Bethany inarrestabile come le onde: perde un braccio, ma diventa una delle migliori surfiste al mondo

A 13 anni l’hawaiana Bethany Hamilton sopravvisse miracolosamente all’attacco di uno squalo tigre lungo 4 metri che le portò via un braccio mentre stava surfando.

Oggi la donna ha 29 anni, due figli, ed è una delle migliori surfiste al mondo dal 2010.

Tutto è cominciato quando all’età di 8 anni Bethany si è innamorata del surf e ha subito cominciato a cavalcare le onde dell’oceano. Era così brava che due anni dopo vinse la National Scholastic Surfing.

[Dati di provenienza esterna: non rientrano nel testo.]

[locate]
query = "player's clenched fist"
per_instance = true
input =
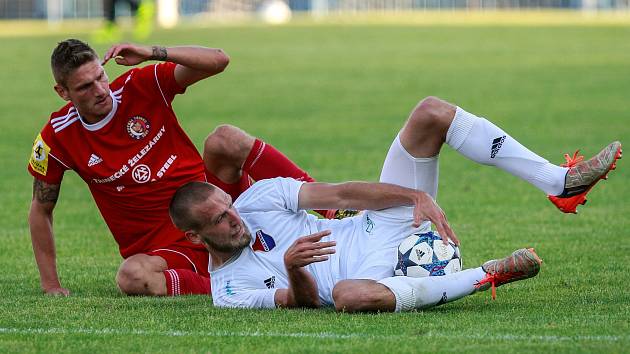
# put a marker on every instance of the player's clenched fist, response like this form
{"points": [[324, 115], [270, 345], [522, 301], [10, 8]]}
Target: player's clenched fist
{"points": [[308, 249]]}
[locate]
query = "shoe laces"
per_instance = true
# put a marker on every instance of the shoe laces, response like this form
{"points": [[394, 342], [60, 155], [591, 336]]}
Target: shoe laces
{"points": [[572, 160], [495, 278]]}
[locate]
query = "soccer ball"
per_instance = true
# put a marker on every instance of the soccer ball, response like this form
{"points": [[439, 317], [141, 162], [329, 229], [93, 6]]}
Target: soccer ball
{"points": [[424, 255]]}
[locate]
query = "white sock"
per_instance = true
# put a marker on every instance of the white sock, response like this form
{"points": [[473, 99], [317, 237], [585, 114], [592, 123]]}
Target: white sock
{"points": [[417, 293], [483, 142]]}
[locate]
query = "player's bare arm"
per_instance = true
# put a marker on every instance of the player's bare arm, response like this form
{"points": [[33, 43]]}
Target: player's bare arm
{"points": [[40, 221], [376, 196], [195, 63], [302, 291]]}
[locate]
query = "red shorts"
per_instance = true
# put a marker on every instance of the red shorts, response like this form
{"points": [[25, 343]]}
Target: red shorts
{"points": [[178, 257]]}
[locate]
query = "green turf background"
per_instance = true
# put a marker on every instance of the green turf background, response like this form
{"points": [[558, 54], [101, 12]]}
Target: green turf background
{"points": [[333, 97]]}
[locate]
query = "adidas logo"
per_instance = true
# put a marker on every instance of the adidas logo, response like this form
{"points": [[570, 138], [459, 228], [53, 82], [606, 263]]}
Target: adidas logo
{"points": [[496, 146], [271, 282], [94, 160]]}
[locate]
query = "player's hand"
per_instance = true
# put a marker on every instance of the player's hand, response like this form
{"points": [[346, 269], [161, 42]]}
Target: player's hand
{"points": [[427, 209], [308, 249], [57, 291], [128, 54]]}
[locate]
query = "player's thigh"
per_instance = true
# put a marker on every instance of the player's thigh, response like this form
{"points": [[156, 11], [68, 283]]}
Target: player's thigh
{"points": [[178, 257], [234, 187]]}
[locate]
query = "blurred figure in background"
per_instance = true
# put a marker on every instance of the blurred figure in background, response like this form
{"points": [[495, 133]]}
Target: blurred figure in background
{"points": [[142, 12]]}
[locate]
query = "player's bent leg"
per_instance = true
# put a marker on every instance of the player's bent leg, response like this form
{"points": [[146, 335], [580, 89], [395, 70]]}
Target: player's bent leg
{"points": [[419, 293], [481, 141], [225, 152], [142, 274], [425, 131], [232, 156], [362, 295]]}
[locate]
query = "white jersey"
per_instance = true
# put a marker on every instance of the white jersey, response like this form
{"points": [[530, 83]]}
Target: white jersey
{"points": [[366, 246]]}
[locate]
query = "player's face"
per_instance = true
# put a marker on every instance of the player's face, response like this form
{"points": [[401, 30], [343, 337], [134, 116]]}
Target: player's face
{"points": [[222, 230], [87, 87]]}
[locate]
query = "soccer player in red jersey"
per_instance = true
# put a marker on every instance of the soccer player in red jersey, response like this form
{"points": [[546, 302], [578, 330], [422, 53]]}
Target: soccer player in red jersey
{"points": [[123, 139]]}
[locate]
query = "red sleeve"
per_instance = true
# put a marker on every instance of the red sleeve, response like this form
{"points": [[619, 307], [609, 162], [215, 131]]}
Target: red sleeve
{"points": [[160, 78], [43, 164]]}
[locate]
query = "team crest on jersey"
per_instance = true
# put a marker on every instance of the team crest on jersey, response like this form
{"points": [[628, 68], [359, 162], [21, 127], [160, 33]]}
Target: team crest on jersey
{"points": [[138, 127], [264, 242], [39, 157]]}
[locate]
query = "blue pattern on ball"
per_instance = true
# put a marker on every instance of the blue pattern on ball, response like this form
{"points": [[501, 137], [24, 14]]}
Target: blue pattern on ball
{"points": [[436, 268]]}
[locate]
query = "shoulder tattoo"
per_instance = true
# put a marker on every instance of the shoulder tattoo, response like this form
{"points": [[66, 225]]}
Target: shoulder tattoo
{"points": [[44, 192]]}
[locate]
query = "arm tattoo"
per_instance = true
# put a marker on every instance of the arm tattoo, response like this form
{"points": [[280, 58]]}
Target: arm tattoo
{"points": [[44, 192], [159, 53]]}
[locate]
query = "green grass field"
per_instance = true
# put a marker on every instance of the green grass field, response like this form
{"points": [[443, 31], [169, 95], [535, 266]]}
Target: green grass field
{"points": [[333, 97]]}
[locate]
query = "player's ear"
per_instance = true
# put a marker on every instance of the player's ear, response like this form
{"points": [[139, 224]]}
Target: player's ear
{"points": [[62, 92], [193, 237]]}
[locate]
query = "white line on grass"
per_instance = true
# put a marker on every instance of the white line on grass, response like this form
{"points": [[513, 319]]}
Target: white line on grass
{"points": [[318, 335]]}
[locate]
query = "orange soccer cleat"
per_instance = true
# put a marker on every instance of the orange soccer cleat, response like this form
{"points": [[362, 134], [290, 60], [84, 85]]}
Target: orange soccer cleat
{"points": [[521, 264], [583, 175]]}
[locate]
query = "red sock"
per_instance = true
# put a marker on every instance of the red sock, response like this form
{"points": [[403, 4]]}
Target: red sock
{"points": [[185, 282], [265, 161]]}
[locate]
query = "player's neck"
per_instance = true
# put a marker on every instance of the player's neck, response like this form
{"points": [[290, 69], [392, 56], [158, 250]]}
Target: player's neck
{"points": [[92, 119], [218, 259]]}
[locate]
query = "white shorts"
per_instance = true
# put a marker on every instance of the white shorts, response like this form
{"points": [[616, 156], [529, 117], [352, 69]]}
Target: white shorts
{"points": [[386, 229]]}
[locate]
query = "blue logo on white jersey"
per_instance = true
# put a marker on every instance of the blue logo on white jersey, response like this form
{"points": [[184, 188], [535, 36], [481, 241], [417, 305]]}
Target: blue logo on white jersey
{"points": [[264, 242]]}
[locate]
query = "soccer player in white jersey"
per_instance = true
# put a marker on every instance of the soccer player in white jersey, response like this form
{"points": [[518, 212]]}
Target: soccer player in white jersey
{"points": [[266, 251]]}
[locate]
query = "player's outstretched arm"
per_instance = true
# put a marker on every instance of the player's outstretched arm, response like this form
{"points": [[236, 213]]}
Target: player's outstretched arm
{"points": [[375, 196], [302, 291], [195, 63], [40, 221]]}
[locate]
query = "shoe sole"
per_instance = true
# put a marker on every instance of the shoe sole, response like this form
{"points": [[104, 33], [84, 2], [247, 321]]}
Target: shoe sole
{"points": [[569, 205]]}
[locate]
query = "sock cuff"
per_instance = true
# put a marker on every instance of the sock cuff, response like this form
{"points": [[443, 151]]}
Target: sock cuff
{"points": [[460, 128], [404, 294], [172, 282]]}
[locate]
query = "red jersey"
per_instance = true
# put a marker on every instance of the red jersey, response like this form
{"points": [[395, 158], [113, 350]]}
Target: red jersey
{"points": [[133, 160]]}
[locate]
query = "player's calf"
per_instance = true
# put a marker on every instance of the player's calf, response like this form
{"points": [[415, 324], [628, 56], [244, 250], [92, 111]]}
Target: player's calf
{"points": [[362, 295]]}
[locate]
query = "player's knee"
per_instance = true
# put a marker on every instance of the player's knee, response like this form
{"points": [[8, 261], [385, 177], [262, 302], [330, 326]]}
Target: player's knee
{"points": [[131, 277], [228, 141], [431, 113], [351, 298]]}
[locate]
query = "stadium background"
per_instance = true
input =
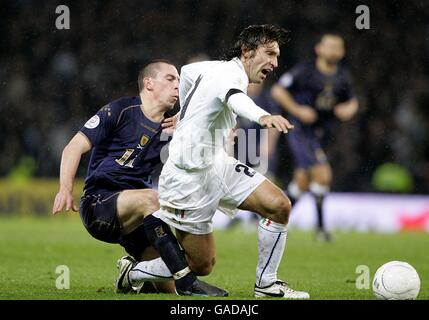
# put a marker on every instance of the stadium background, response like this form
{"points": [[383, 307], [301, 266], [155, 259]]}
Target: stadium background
{"points": [[52, 81]]}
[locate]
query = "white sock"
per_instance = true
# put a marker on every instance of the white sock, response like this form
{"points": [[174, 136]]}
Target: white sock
{"points": [[294, 191], [271, 245], [152, 270]]}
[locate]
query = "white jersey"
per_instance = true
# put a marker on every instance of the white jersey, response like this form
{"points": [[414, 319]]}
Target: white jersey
{"points": [[205, 119]]}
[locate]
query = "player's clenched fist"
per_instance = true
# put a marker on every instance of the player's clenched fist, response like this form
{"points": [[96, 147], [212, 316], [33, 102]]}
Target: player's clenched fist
{"points": [[278, 122], [64, 199]]}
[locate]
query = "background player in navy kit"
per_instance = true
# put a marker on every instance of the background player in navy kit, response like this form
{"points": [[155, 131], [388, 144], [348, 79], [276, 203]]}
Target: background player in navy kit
{"points": [[125, 139], [313, 94]]}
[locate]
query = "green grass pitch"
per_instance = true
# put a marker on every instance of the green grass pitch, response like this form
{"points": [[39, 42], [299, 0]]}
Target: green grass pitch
{"points": [[32, 248]]}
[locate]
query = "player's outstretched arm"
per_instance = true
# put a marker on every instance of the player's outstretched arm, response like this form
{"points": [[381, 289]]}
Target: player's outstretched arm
{"points": [[346, 110], [275, 121], [70, 160]]}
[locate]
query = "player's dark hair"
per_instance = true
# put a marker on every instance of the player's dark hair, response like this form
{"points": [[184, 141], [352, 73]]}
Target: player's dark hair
{"points": [[255, 35], [150, 70], [327, 34]]}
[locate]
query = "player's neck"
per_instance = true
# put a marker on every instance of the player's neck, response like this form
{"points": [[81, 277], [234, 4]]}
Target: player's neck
{"points": [[151, 110], [324, 67]]}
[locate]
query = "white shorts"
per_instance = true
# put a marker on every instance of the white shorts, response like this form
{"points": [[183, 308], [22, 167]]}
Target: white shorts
{"points": [[189, 199]]}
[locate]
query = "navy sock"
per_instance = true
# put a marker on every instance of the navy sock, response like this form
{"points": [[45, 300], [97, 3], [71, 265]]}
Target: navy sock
{"points": [[163, 240], [319, 209]]}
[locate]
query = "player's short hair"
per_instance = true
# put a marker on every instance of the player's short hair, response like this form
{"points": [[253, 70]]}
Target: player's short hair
{"points": [[322, 35], [255, 35], [150, 70]]}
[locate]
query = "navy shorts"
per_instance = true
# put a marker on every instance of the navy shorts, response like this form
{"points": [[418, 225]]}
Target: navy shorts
{"points": [[306, 147], [98, 212]]}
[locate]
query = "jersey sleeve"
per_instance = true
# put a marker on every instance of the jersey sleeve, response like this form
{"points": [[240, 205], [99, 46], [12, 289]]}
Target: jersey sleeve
{"points": [[99, 126], [346, 88]]}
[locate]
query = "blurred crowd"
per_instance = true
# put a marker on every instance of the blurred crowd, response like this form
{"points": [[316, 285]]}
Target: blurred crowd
{"points": [[52, 81]]}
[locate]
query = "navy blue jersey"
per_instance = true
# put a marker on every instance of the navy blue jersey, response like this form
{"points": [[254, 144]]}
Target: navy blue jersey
{"points": [[126, 147], [309, 86]]}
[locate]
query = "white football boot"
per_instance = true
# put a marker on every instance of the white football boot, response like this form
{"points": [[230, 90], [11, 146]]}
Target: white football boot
{"points": [[279, 289], [124, 265]]}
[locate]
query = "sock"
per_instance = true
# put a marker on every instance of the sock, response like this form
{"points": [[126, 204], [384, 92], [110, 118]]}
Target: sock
{"points": [[271, 245], [293, 192], [319, 191], [153, 270], [163, 240]]}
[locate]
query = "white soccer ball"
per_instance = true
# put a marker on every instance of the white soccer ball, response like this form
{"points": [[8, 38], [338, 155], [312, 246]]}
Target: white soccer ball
{"points": [[396, 280]]}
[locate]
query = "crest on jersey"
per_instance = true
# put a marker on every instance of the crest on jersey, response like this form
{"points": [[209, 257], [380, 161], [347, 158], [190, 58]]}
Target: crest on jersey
{"points": [[144, 139], [93, 122]]}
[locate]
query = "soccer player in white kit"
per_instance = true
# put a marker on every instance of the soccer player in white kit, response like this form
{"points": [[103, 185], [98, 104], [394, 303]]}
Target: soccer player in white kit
{"points": [[199, 177]]}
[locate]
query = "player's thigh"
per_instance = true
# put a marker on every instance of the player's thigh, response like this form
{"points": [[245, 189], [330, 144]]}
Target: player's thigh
{"points": [[322, 174], [200, 251], [301, 177], [269, 201], [134, 205]]}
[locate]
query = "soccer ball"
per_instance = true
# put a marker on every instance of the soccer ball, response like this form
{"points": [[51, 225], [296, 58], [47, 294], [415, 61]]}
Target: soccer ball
{"points": [[396, 280]]}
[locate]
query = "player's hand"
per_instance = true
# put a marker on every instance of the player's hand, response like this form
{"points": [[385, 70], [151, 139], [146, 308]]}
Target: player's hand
{"points": [[169, 124], [64, 199], [306, 114], [278, 122], [345, 111]]}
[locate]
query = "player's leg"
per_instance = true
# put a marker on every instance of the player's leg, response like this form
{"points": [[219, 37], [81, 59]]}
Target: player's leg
{"points": [[271, 203], [200, 251], [135, 208], [147, 271], [300, 142], [299, 184], [321, 179]]}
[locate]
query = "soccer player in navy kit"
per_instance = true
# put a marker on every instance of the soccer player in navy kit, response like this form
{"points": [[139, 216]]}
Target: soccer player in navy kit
{"points": [[313, 94], [126, 141]]}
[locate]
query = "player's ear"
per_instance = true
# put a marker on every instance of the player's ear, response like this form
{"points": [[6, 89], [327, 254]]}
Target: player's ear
{"points": [[148, 83], [246, 52]]}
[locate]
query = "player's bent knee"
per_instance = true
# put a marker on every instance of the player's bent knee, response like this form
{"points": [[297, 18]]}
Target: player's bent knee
{"points": [[150, 201], [203, 267], [281, 209]]}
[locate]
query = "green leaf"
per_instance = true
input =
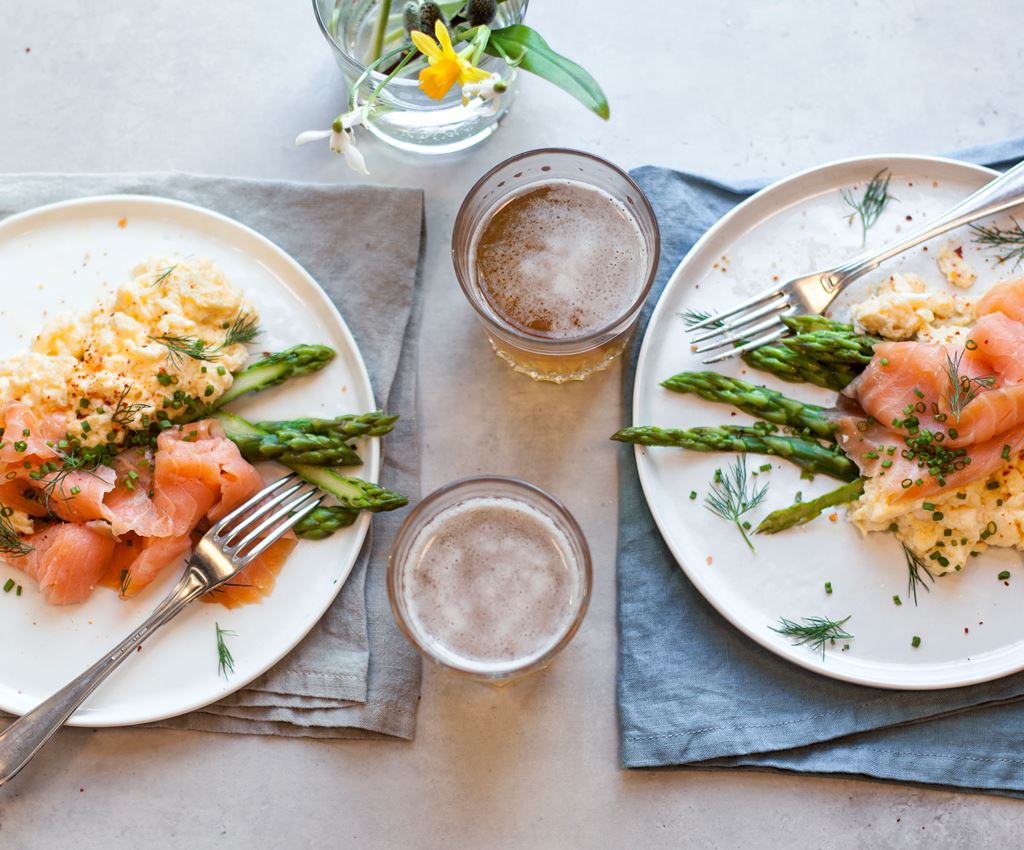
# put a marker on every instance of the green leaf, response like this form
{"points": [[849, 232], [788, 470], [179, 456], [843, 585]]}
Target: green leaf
{"points": [[530, 52]]}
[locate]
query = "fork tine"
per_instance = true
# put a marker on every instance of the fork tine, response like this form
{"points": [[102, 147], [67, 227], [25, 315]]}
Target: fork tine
{"points": [[273, 519], [249, 504], [257, 512], [742, 305], [278, 533], [745, 319], [745, 333], [754, 343]]}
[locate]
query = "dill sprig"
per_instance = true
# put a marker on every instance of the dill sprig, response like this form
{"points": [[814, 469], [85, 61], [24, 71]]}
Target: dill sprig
{"points": [[813, 631], [869, 207], [963, 388], [732, 495], [54, 476], [1010, 241], [691, 317], [244, 329], [11, 545], [225, 662], [914, 566], [125, 414], [164, 274]]}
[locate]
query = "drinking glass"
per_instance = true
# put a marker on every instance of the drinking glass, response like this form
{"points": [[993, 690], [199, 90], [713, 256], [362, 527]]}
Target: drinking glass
{"points": [[571, 358], [433, 647]]}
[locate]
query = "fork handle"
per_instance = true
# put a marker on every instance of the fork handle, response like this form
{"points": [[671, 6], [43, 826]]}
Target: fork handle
{"points": [[1005, 192], [26, 736]]}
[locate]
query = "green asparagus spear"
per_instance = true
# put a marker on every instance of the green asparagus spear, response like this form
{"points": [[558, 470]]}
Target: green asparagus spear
{"points": [[278, 368], [373, 424], [759, 401], [324, 521], [802, 512], [287, 445], [796, 368], [834, 346], [807, 454], [810, 322], [351, 493]]}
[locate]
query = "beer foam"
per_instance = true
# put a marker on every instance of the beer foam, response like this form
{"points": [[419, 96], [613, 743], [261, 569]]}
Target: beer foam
{"points": [[561, 259], [491, 581]]}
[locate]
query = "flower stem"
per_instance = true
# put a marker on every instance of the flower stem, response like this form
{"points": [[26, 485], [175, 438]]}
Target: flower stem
{"points": [[370, 70], [397, 69], [381, 28]]}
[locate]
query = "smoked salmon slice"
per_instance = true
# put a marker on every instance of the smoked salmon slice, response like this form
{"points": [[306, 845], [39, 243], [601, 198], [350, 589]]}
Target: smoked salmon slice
{"points": [[68, 560], [924, 418]]}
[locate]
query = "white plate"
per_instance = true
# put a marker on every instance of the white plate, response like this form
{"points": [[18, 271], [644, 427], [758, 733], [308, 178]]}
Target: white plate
{"points": [[970, 622], [64, 257]]}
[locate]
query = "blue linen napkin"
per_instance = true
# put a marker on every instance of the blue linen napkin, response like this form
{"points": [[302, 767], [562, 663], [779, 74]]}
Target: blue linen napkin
{"points": [[694, 691]]}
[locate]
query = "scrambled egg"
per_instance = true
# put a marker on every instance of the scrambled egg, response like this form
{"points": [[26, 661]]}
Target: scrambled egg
{"points": [[944, 530], [903, 308], [108, 371], [947, 529], [956, 270]]}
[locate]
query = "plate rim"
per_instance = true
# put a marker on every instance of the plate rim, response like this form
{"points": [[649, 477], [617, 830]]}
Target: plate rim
{"points": [[645, 473], [373, 460]]}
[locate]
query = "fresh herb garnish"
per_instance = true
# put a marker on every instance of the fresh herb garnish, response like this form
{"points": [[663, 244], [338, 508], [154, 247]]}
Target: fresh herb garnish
{"points": [[225, 662], [163, 275], [813, 631], [732, 496], [963, 388], [125, 414], [11, 545], [1009, 241], [691, 317], [914, 567], [244, 329], [869, 207]]}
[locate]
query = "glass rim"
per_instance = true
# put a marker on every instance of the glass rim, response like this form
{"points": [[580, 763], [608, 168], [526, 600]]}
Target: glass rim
{"points": [[358, 68], [592, 336], [586, 569]]}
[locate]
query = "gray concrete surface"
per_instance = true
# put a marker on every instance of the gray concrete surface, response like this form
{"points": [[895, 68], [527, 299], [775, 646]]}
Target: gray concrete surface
{"points": [[737, 89]]}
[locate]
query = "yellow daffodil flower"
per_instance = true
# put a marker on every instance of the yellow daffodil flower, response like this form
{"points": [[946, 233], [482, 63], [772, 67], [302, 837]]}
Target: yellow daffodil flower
{"points": [[446, 68]]}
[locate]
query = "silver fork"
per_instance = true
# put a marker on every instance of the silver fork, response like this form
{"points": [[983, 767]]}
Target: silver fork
{"points": [[223, 551], [759, 320]]}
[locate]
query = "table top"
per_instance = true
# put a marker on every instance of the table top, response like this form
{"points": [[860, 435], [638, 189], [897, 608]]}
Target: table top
{"points": [[734, 90]]}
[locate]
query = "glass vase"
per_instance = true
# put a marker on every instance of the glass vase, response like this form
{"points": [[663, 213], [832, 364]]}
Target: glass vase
{"points": [[402, 115]]}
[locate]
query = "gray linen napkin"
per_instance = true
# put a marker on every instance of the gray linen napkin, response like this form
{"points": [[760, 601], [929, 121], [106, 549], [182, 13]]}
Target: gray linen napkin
{"points": [[693, 691], [354, 675]]}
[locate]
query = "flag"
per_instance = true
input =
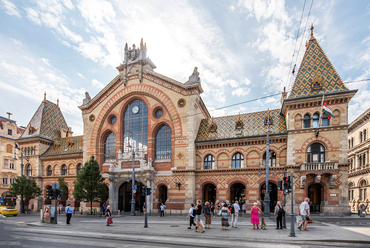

Nel 2003, mentre la ragazza si stava allenando, fu attaccata da uno squalo tigre che le morse il braccio, strappandoglielo, dalla spalla in giù. Fu portata d’urgenza al Pronto Soccorso, ma aveva perso molto sangue, tanto che la riabilitazione fu lunga e difficile. Ma Bethany non si arrese. Un braccio in meno non significava abbandonare il sogno di tutta una vita.

Così ha imparato a stare di nuovo in equilibrio sulla tavola, un equilibrio nuovo, ma non impossibile: “Fu il mio tsunami personale. Ma nei giorni, le settimane e i mesi che seguirono lavorai molto per migliorarmi”.

Soltanto un anno dopo la ragazza era già pronta a gareggiare di nuovo. L’esperienza vissuta l’ha poi spinta a partecipare a eventi dedicati a persone con disabilità per parlare a tutti di come sia possibile che “dalle cose brutte può uscire qualcosa di buono”.

La sua storia è raccontata da un’autobiografia pubblicata nel 2004, “Soul Surfer”, che ha poi ispirato l’omonimo film del 2011.